I was thinking about this as well and I would imagine a better strategy would be to create a score based on some combination of peak strength, production and territory. I would use a positive value for each move alive and then a negative max number of moves if you lose. if you win, I would just add the 2 * max moves - remaining moves. So, on the extremes if you lost in one move on a 30*30, your fitness would be -299. If you won on one move your fitness would be 1 +(299 * 2). This will favor short games in which you win but the 2x is arbitrary.

I always wondered the exact relationship those three factors have on the likelihood of win. Just from watching a lot of games, most times the winning player has a dominant position in all three but this would be interesting to study further.

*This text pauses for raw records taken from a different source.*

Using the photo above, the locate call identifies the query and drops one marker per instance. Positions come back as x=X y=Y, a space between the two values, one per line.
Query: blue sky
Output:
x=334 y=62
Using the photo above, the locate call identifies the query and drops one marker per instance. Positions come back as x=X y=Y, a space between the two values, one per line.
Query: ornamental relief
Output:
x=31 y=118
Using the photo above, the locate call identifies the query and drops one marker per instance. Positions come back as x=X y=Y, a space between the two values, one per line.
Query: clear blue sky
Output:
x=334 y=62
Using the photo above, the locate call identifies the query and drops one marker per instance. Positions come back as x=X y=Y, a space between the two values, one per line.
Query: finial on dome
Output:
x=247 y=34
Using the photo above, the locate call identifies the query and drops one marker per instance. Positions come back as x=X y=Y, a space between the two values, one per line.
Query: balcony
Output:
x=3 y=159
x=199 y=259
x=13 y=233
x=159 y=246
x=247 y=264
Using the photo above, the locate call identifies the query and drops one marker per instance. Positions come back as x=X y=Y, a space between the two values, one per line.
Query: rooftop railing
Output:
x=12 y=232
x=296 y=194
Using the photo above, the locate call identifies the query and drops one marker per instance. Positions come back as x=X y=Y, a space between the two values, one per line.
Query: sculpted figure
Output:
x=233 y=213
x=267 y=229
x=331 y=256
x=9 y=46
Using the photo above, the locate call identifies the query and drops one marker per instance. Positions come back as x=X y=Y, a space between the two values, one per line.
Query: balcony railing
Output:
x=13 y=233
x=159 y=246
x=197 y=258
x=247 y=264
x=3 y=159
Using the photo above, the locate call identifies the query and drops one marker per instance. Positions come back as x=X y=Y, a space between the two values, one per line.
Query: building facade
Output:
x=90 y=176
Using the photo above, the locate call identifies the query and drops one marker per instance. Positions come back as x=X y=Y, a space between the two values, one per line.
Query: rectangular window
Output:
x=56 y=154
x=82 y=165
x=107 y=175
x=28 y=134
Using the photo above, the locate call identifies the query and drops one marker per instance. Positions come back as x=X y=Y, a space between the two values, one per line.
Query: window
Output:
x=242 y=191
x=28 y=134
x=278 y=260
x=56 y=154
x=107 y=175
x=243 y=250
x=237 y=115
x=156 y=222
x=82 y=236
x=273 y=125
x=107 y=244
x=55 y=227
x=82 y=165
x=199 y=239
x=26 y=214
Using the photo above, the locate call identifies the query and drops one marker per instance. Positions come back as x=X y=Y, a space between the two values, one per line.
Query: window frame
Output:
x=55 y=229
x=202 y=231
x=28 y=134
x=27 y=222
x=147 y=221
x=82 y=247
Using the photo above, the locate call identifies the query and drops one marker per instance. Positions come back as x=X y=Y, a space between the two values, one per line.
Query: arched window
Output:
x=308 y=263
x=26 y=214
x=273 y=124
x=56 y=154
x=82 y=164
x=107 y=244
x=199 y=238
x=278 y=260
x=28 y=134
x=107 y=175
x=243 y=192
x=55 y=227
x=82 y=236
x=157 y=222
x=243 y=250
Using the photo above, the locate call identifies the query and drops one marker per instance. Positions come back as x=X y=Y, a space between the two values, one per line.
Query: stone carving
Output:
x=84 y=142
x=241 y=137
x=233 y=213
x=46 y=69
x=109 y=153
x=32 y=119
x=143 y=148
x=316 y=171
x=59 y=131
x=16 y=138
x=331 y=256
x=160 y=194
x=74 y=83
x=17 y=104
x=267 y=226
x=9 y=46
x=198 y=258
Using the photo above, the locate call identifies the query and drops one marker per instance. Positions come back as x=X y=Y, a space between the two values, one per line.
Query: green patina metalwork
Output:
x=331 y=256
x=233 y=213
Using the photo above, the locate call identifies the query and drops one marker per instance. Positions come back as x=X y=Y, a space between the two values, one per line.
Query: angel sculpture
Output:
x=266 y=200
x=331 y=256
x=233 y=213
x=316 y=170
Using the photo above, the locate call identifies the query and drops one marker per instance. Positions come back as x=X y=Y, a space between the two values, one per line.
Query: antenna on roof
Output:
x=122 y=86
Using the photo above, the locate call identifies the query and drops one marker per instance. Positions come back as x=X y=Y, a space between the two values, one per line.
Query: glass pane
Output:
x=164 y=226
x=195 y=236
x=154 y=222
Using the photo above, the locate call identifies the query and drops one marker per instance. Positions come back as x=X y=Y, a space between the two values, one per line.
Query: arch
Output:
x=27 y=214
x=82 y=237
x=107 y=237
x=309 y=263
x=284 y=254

If you could do that and create a new factor to encapsulate positional strength (like strength of pieces near edges), one can evaluate a given game board for each move and then choose from that. However the evaluation of edge strength would be hard to capture without a complex model.


#6

You're right. I am using a one-step reward structure of w1 * delta_production + w2 * delta_strength. I chose not to include territory in the reward function since I felt that the delta_production already captured it.


#7

That is an interesting suggestion. I've been considering different ways to take advantage of the symmetry of the environment. There are actually eight point symmetries, not four (source: my PhD dissertation was on symmetry :slight_smile: ). Additionally, there are symmetries with translation components, but our tile-by-tile approach should already account for this (as would the conv net approach).

Fully incorporating symmetry properly can be complicated. @hmate9's suggestion of data augmentation by rotating and mirroring is a simple but effective way to use the symmetry of Halite for ML, but incorporating the symmetry into the design and architecture would likely achieve better results with less training.

I like @kedarbellare's suggestion too, but it could be even simpler. Instead of training a 3-class classifier, just train a binary classifier (NORTH=1, STILL=0) and merge it with three other copies of itself (four rotated copies of the original input would need to used). This partially accounts for the symmetry and you could use data augmentation for the remaining mirror symmetry component. It just depends on whether you think the added complexity is worth the potential benefits.


#8

Interesting idea about only having two outputs. If I have the time I'll definitely try it out and see how it performs.


#9

@brianvanleeuwen: I tried your tutorial bot, it gets to 80% accuracy however I obtain a static bot, that stays still the whole game. I suspect that 80% of the moves in game are STILL and this is all the network learns.

Did you run into this problem yourself?


#10

When I tested it seemed to work but there is another user that is having this issue as well. It is possible (although seems unlikely) that the random initialization is resulting in different outcomes. I'll take a look at it tonight. I might just change it to np.random.choice on the softmax output rather than argmax. At least then it should always move some tiles.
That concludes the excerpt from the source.